Дьюит промолчал. О'Брайен обхватил тело двумя руками, а Дьюит перерезал веревку. Они положили Энн на кровать и накрыли простыней.
—
Лайна смотрела на простыню, стоя у кровати. Только дрожащие губы выдавали ее состояние. Когда инспектор заговорил о розах, она изменилась в лице.
— Но ведь это розы, которые я в четверг положила на могилу отца! — воскликнула она. — Я сама перевязала букет этой голубой лентой.
«То, что старый О'Гвинн украл цветы Гилен именно на могиле ее отца, — не просто случайность, тут кроется что-то другое», — размышлял Дьюит, следуя за инспектором к Эррису, которому О'Брайен хотел задать несколько вопросов. Дверь была заперта, ключ вынут. О'Брайена нахмурил брови, настолько неприметные, что их с трудом можно было считать бровями.
— Этот тип еще спит? Ай-яй-яй! Я не против бутылочки для утоления жажды, но так напиваться, как он, это уж чересчур. А впрочем, почему бы ему и не пить? Может быть, он счастливее тех, кто всю жизнь пьет только воду.
Сделав это глубокомысленное замечание, О'Брайен попытался отойти от двери, однако Дьюит громко постучал еще несколько раз. Но и тут никто не отозвался.
— Видимо, пошел пройтись, — сказал О'Брайен. — Свежий воздух всегда полезен.
Вернувшись в бар, он со вздохом облегчения шлепнулся на стул, надул щеки, с шумом выдохнул и закурил сигару.
— Что ж, придется писать протокол. Но прежде выпьем кофе; кофе всегда кстати, тем более после такого зрелища. Ай-ай-яй, когда подобное увидишь, начинаешь как следует понимать, какое это счастье, выкурить ароматную сигару и пропустить стаканчик виски вечерком, а то и сыграть партию в покер. А вы считаете, Эррис тоже мог это сделать?

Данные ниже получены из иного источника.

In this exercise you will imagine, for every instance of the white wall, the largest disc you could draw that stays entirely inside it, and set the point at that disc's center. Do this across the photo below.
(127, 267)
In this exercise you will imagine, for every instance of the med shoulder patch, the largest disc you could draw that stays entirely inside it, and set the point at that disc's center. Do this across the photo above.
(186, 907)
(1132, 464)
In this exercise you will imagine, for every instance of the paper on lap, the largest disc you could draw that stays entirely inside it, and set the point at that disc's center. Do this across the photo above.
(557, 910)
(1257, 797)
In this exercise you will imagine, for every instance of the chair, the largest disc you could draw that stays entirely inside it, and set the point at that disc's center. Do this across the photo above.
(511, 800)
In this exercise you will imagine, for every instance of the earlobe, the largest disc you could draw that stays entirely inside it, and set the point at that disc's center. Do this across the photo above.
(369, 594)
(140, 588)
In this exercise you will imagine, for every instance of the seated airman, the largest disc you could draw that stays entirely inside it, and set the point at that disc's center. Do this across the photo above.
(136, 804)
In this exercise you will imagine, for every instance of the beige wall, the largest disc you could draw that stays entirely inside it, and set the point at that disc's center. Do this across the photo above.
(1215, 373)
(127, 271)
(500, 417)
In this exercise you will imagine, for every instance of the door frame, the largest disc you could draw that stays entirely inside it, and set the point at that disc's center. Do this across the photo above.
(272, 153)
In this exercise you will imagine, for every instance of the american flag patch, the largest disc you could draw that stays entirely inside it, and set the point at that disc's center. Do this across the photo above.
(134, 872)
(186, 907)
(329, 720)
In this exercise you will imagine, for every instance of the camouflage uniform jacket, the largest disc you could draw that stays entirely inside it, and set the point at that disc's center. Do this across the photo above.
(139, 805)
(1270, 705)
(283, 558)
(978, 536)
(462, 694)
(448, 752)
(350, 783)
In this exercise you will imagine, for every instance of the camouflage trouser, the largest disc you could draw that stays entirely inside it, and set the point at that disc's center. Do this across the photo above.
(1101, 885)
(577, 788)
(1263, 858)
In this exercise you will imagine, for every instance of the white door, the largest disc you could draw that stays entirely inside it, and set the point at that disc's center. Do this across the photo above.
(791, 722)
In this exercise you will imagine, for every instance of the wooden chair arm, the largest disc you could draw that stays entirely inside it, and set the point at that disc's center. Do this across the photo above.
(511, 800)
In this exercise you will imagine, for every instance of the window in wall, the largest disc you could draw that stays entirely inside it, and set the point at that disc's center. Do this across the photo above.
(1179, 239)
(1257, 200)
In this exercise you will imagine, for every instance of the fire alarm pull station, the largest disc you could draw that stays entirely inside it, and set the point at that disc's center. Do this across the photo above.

Вопрос был задан неожиданно. Теперь инспектор показался Дьюиту несимпатичным, особенно его навязчивая жизнерадостность, полнота и довольство, привычка чмокать, с шумом втягивать воздух и бурчать себе под нос. К тому же, рот О'Брайена, обросший редкой щетиной — очевидно, он считал это бородой и усами, — был настолько мал, что когда инспектор выпячивал губы, его лицо становилось поразительно похожим на свиное рыло. Водянистые глазки-щелки, утонувшие в жирных складках, еще больше усиливали это сходство.
— Эррис? — повторил Дьюит. — Не знаю. Любой из тех, кто хорошо знает дом, мог это сделать. И Эррис, и Лайна, и Финниган.
— А вам и о Финнигане уже известно? Ловко, ловко, — похвалил О'Брайен. — Между прочим, я уже слышал о вас. Один из ваших коллег проводит в Килдаре отпуск, он кое-что рассказывал о вас. Вероятно, он переборщил, но так всегда возникает слава. Убьешь блоху, а в ушах окружающих звучит рев погибающего слона, Ну да, слава — тут, слава — там, но я считаю, что незачем усложнять себе жизнь. Финниган неплохой парень, если даже о нем и рассказывают кое-что сомнительное. Я бы даже сказал, у него золотое сердце. Родители его живы, а еще у него восемь братьев, хотя земли хватает всего на троих. Они бы все пропали с голоду, если б не Финниган. Итак, как же мы поступим? Раззвоним повсюду, что раскрыто убийство, хотя еще ничего не доказано? Поднимется никчемная возня. Поэтому у меня есть другое предложение. Здесь, в Килдаре, мы распространим слух, что это было самоубийство в момент помрачения разума. Свой официальный доклад в Дрогхед я задержу на один-два дня. А вы за это время соберете все завещания этого сбесившегося павлина и установите, кто же является наследником. А еще вы можете потихоньку — только очень прошу вас, постарайтесь незаметнее — разобраться, что именно здесь случилось. Если вам ничего не удастся установить, значит, и искать нечего, а так было бы лучше всем. Согласны?